MPs Pass Motion Declaring China’s Uyghur Persecution a Genocide

MPs Pass Motion Declaring China’s Uyghur Persecution a Genocide
Conservative MP Michael Chong rises during question period in the House of Commons on Oct. 5, 2018. Justin Tang/The Canadian Press
Isaac Teo
Updated:
Most MPs have voted in favour of declaring Beijing’s oppression of Uyghurs and other Turkic Muslims in China a genocide.
In the House of Commons on Monday, a majority of MPs voted in favour of the motion, which was tabled last week by the Conservatives to officially recognize that the Chinese Communist Party’s campaign against Uyghurs and other Muslim minorities constitutes a genocide.
In a 266-0 vote, the Tories garnered the support of the Bloc Quebecois, the NDP, the Green Party, and non-cabinet Liberal MPs to press the federal government to label the CCP’s treatment of the Uyghurs a genocide.
Most MPs (229-29) also voted in favour of an amendment to the motion introduced by the Bloc Quebecois calling on the International Olympic Committee to move the 2022 Olympics out of China if the genocide continues when the motion is passed.
Prime Minister Justin Trudeau and his cabinet did not show up except for Foreign Affairs Minister Marc Garneau, who voted on behalf of the cabinet to abstain from voting on the motion.
Conservative Foreign Affairs Critic Michael Chong, who submitted the non-binding motion to the House on Feb. 18, said the passing of the motion will send an unequivocal message to the CCP that Canada will not stay silent on the atrocities the regime has committed. 

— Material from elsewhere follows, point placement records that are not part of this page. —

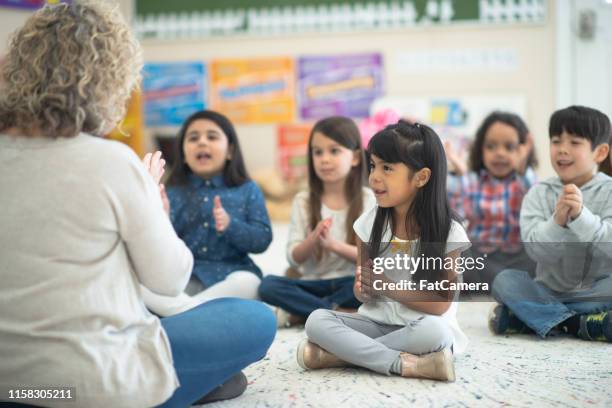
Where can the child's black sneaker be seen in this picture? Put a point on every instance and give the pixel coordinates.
(596, 327)
(503, 321)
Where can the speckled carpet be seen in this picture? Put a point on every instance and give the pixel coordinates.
(516, 371)
(519, 370)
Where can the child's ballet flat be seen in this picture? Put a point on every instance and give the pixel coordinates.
(312, 357)
(432, 366)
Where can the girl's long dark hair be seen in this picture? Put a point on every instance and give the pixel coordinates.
(344, 132)
(234, 172)
(476, 156)
(417, 146)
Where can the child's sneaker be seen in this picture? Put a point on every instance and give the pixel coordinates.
(596, 327)
(503, 321)
(432, 366)
(312, 357)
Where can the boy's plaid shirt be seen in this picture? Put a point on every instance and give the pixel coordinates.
(491, 207)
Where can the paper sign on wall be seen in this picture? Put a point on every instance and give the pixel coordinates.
(173, 91)
(254, 90)
(339, 85)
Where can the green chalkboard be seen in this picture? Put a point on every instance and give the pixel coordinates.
(463, 9)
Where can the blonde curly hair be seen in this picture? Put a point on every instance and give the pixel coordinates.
(69, 69)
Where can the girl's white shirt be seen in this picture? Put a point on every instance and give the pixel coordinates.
(331, 265)
(388, 311)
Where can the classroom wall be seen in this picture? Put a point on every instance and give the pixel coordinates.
(534, 76)
(10, 20)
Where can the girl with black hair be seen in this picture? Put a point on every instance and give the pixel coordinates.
(488, 195)
(409, 331)
(219, 213)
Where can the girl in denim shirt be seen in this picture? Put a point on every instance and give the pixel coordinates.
(219, 213)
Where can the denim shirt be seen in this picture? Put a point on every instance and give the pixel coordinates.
(216, 255)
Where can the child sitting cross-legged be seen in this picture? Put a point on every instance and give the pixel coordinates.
(566, 227)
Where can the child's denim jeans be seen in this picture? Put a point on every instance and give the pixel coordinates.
(541, 308)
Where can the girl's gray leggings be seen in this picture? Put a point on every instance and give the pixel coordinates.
(363, 342)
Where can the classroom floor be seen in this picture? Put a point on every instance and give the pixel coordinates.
(518, 371)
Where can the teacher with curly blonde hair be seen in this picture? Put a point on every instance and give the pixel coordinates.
(82, 226)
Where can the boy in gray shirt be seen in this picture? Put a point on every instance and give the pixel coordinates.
(566, 227)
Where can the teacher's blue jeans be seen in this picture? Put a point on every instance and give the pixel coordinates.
(541, 308)
(213, 342)
(302, 297)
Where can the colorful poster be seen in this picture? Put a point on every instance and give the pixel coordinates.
(173, 91)
(292, 148)
(129, 130)
(254, 90)
(339, 85)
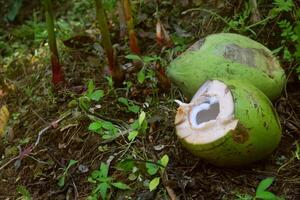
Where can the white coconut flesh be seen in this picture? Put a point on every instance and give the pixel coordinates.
(209, 116)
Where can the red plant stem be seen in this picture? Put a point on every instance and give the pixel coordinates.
(122, 20)
(133, 42)
(57, 73)
(116, 72)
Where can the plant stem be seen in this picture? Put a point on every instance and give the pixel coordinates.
(57, 74)
(122, 20)
(116, 72)
(130, 27)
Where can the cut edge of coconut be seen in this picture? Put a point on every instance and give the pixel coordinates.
(209, 116)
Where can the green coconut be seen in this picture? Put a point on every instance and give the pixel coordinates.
(228, 123)
(229, 56)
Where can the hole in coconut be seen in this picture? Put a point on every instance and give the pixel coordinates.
(207, 115)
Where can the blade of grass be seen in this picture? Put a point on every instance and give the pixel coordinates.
(133, 42)
(116, 72)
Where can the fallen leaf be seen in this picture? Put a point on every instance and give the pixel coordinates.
(4, 116)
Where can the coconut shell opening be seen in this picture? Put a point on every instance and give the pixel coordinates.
(209, 116)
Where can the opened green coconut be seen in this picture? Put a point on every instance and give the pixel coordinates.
(228, 56)
(228, 123)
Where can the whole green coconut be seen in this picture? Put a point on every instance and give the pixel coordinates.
(229, 56)
(228, 123)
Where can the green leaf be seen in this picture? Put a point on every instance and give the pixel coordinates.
(109, 5)
(142, 117)
(24, 192)
(135, 125)
(266, 195)
(264, 184)
(123, 101)
(141, 76)
(14, 10)
(107, 125)
(91, 87)
(284, 5)
(164, 160)
(152, 168)
(61, 181)
(102, 187)
(103, 170)
(148, 59)
(71, 163)
(132, 135)
(134, 108)
(133, 57)
(125, 165)
(121, 186)
(97, 95)
(95, 126)
(154, 183)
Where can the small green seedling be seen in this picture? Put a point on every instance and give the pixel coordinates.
(62, 178)
(138, 126)
(131, 107)
(261, 191)
(146, 72)
(103, 183)
(89, 96)
(153, 168)
(104, 128)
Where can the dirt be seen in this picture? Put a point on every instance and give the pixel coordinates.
(37, 105)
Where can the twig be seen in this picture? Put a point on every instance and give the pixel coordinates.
(52, 125)
(75, 189)
(27, 151)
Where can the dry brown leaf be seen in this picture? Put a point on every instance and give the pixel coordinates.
(4, 116)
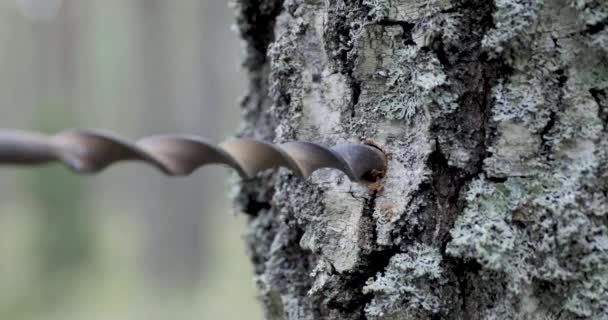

“We can no longer ignore this,” Chong said earlier Monday when calling on Liberal MPs to support the motion. “We must call it for what it is: a genocide.”

In an interview on CTV’s Question Period on Feb. 21, Chong said the Conservative Party is ready to support economic sanctions against China.
“Everything needs to be on the table—trade, Magnitsky sanctions, economic sanctions,” he said.
Chong added that the calls for the federal government to relocate the 2022 Winter Olympics “should be all part of a reset of the Canada-China relationship. A new framework is needed to bring forward that new reset.”
Liberal MP Robert Oliphant rises during Question Period in the House of Commons in Ottawa on May 7, 2019. (Adrian Wyld/The Canadian Press)
Liberal MP Robert Oliphant rises during Question Period in the House of Commons in Ottawa on May 7, 2019. Adrian Wyld/The Canadian Press
Parliamentary Secretary to the Minister of Foreign Affairs Robert Oliphant, who appeared on CTV’s Question Period with Chong, said the Liberals “will continue to find a way to make sure that we are doing this courageously, but also carefully.”
“We are watching it closely. We’re also doing it with our partners around the world. We believe that genocide is an extremely strong statement,” Oliphant said.
“We don’t need to be the only leader in this. We need to work in concert with countries around the world, with like-minded countries, to be effective,” he said, adding that “sanctions like that have hurt the wrong people at the wrong times.”
He maintained that the position the federal government takes is “about helping Uyghur people.”
“That’s simply not true,” Chong rebutted. “In order to trigger the protection of some 12 million Uyghurs in China, we need to recognize this as a genocide.”
“The 1948 Genocide Convention is clear that states have an obligation to prevent genocide and to punish perpetrators of genocide. But if you’re not willing to call it for what it is—a genocide—then you’re not obligated to do either one of those things.”
Oliphant’s position echoed that of Trudeau and Garneau, who have repeatedly stressed a multilateral approach and been hesitant to label Beijing’s crimes against the Uyghur muslims a genocide.
NDP Foreign Affairs Critic Jack Harris, who voted in favour of the motion, urged Parliament last week not to turn a blind eye to the genocide.
“We must call it for what it is... there must be no impunity for this type of behaviour. By not acting, we endanger the future of mankind,” Harris tweeted on Feb. 18.